The dilemma is that if a clinic is already running near 100% capacity seeing someone too quickly has to have an effect on someone else. In other words, seeing a patient 10 days quicker than they really need (or expect) will leave someone else, more needy, waiting 10 days too long. Ideally, a clinic sets the goals for health care wait times for each group of patients and strictly enforces them – to the betterment of the population of patients.
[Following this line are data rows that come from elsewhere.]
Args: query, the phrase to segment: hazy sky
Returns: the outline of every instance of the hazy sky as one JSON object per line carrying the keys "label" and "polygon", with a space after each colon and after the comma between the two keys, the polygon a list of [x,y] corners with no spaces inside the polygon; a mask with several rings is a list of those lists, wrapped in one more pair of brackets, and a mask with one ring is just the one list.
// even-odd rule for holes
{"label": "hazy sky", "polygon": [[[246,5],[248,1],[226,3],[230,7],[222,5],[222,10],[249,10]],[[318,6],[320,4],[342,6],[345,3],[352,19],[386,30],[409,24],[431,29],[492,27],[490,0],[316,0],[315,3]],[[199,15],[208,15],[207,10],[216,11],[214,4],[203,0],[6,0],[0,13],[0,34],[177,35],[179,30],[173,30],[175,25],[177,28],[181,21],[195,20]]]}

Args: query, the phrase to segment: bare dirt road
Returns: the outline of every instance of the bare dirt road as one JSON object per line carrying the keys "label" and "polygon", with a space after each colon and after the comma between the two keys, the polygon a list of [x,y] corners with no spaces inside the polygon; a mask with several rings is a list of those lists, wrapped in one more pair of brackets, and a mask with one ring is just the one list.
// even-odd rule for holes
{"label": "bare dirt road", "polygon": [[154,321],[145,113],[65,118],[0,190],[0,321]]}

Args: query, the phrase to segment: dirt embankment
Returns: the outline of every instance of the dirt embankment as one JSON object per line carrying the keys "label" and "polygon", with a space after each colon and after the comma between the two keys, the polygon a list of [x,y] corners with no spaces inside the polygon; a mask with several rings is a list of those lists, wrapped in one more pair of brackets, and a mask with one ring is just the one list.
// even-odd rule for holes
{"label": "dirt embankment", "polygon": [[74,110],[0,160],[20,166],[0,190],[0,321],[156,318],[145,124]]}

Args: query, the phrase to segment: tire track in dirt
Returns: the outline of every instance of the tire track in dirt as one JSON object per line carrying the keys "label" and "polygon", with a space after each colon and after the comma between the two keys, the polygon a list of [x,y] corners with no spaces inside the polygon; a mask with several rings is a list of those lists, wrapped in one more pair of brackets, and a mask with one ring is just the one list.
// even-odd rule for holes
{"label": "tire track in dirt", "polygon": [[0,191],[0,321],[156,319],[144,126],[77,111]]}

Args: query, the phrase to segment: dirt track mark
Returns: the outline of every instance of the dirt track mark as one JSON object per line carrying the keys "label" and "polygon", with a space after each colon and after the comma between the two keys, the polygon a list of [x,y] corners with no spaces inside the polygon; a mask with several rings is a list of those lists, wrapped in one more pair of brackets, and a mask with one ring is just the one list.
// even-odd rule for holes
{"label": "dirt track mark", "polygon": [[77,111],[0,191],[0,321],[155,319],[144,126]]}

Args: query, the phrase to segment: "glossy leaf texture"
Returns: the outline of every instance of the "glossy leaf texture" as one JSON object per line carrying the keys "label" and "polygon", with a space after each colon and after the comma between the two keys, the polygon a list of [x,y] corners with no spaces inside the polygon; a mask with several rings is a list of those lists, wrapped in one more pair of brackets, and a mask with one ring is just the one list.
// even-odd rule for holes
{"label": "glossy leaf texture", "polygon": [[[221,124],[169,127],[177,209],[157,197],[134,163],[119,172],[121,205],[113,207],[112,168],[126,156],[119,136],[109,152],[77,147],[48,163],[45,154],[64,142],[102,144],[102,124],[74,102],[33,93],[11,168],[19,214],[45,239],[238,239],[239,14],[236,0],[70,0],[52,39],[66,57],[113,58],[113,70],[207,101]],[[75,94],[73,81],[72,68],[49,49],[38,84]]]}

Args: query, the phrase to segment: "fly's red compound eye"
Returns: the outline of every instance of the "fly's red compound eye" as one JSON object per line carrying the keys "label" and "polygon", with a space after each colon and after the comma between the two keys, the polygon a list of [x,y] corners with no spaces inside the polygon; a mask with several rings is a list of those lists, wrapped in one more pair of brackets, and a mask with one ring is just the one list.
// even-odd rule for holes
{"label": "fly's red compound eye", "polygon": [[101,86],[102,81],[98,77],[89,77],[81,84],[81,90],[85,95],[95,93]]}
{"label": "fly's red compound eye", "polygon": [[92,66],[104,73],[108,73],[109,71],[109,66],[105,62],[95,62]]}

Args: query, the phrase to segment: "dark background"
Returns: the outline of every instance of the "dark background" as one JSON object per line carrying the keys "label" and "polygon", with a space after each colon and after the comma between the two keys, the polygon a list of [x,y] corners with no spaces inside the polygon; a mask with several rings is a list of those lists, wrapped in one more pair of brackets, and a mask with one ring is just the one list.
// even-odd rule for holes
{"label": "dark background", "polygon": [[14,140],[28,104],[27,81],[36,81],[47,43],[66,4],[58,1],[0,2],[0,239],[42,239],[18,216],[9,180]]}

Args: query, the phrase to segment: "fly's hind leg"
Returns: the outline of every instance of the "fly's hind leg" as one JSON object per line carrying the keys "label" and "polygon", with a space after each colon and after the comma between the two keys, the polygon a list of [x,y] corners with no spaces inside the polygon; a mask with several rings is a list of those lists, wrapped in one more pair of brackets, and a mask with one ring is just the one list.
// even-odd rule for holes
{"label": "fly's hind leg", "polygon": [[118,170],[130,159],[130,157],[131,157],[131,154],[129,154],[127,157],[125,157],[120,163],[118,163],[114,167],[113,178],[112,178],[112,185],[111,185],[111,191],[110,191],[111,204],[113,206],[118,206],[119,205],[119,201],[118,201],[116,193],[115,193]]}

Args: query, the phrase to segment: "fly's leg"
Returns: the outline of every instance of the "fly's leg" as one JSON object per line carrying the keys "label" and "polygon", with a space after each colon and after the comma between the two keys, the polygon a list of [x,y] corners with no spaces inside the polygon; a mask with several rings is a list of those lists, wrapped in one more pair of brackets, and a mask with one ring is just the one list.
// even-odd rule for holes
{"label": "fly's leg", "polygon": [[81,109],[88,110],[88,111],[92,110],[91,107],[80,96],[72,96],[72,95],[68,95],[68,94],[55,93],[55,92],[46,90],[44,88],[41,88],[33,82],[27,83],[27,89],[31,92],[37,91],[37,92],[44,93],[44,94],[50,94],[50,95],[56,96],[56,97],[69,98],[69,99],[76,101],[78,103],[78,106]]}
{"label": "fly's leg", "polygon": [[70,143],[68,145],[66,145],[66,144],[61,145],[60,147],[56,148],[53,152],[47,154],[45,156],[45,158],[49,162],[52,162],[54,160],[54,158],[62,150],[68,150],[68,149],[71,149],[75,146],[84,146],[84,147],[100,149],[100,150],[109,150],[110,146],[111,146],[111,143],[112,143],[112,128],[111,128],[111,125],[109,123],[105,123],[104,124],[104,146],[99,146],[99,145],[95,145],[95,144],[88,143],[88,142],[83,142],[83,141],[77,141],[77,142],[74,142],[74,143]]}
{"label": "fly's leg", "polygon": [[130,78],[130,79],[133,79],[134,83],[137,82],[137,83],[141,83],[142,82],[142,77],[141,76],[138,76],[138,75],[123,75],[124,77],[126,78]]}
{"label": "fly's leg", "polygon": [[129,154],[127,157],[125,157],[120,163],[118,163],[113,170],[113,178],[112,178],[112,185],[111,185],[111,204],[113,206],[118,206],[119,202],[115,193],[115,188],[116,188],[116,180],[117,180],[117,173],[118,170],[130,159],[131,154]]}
The problem is in the practical application of this method. Setting the goals is easy enough. But to measure the actual wait time is difficult. Let me preface the next section by saying I am neither a mathematician nor politician just someone trying to meet the needs of patients. The easiest solution is for the clinic to have someone look ahead in the schedule and estimate the wait for each block of patients. It is time consuming and can be inaccurate. Alternatively the average wait for a group of patients in the preceding month or two can be measured directly but it will lag months behind and doesn’t help when trying to ramp up scheduled time during variation. For the more mathematically inclined, you can use standard queuing theory models such as M/M/1, M/D/n, etc… but all assume a queue that is not growing (where as we are trying to change the number of providers or servers to match the need) or Little’s Law (which breaks down when the queue empties).
All that is left is the brute force method of measuring the number of available appointments per day and the number of booked patients then dividing one by the other to come up with an average wait time. This is the most dynamic but requires data mining expertise. It is, however, the most accurate from what we have found.
The benefit for clinics in both private and public sectors comes from improvements in efficiency and better patient flow. By meeting the needs of the clients rather than exceeding some and leaving other short. In industrial terms, they call this leveling process and it refers to decreasing the variation that’s in the system. The less variation that is in the system, the more efficiently it will run.